Пройдя до конца туннеля, мы можем либо выйти прямо на поле, к игрокам, либо повернуть и забраться по крутым бетонным ступенькам на трибуну. Пол сворачивает к лестнице, словно предупрежденный кем-то о поджидающей его на поле опасности. А я уступаю искушению пройти несколько ярдов под открытым небом, пересечь пограничную полоску гравия и постоять на траве, где две команды, поддельные «Смельчаки» и поддельные «А», изображают броски и ловлю мяча, разминая затекшие, ноющие сочленения. Шлепки перчаток, пощелкивания бит, плывущие в воздухе крики: «Я бы поймал его, если б увидел», или «Моя нога больше не сгибается в эту сторону», или «Атас, атас, атас!»
Глядя в синее небо, я прохожу достаточно далеко, добираюсь до ограды правого поля, на которой выведено число «312», и вижу ряды дешевых мест на трибуне, и верхушки деревьев, и очертания кровель соседних домов, а в вышине – вращающийся, словно тарелка радара, знак «МОБИЛ». Грузные мужчины в спортивной форме, но без бейсболок сидят в траве под штакетником или лежат на спине, глядя вверх, впитывая в себя мгновения свободы, беззаботности, неприметности. Что все это значит, я никакого понятия не имею, знаю лишь, что счастлив был бы стать хоть на миг одним из них – имеющим форму и не имеющим сына.
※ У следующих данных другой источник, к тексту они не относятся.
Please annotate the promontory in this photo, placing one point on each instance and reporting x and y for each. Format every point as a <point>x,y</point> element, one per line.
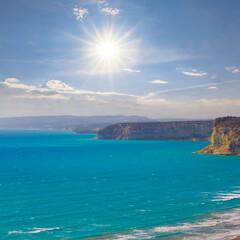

А Пол одиноко сидит на старой скамье трибуны, изображая безмерную скуку, наушники «уокмена» сжимают его шею, подбородок покоится на трубчатых перилах. Ничего здесь не происходит, стадион почти пуст. Несколько одного с Полом возраста ребят сидят наверху и, обдуваемые ветерком, зубоскалят и гогочут. Внизу на нумерованных местах устроились жены, в брючных костюмах и сарафанах, – они сидят по двое, по трое, болтают о том о сем, поглядывают на поле и игроков, посмеиваются, нахваливают хорошие броски. И они счастливы – как коноплянки под теплым, ласковым ветерком, когда занять себя им, кроме щебета, нечем.
– Что там сказал бармен мулу, который попросил у него пива? – спрашиваю я, направляясь к Полу вдоль ряда скамеек. Придется мне все начинать сначала.
Он пренебрежительно косится на меня, не оторвав подбородок от поручня. Не смешно, говорит его взгляд. Татуировка «насекомое» выставлена напоказ. Это оскорбление.
– Я в недоумении, – повторяет он. А это грубость.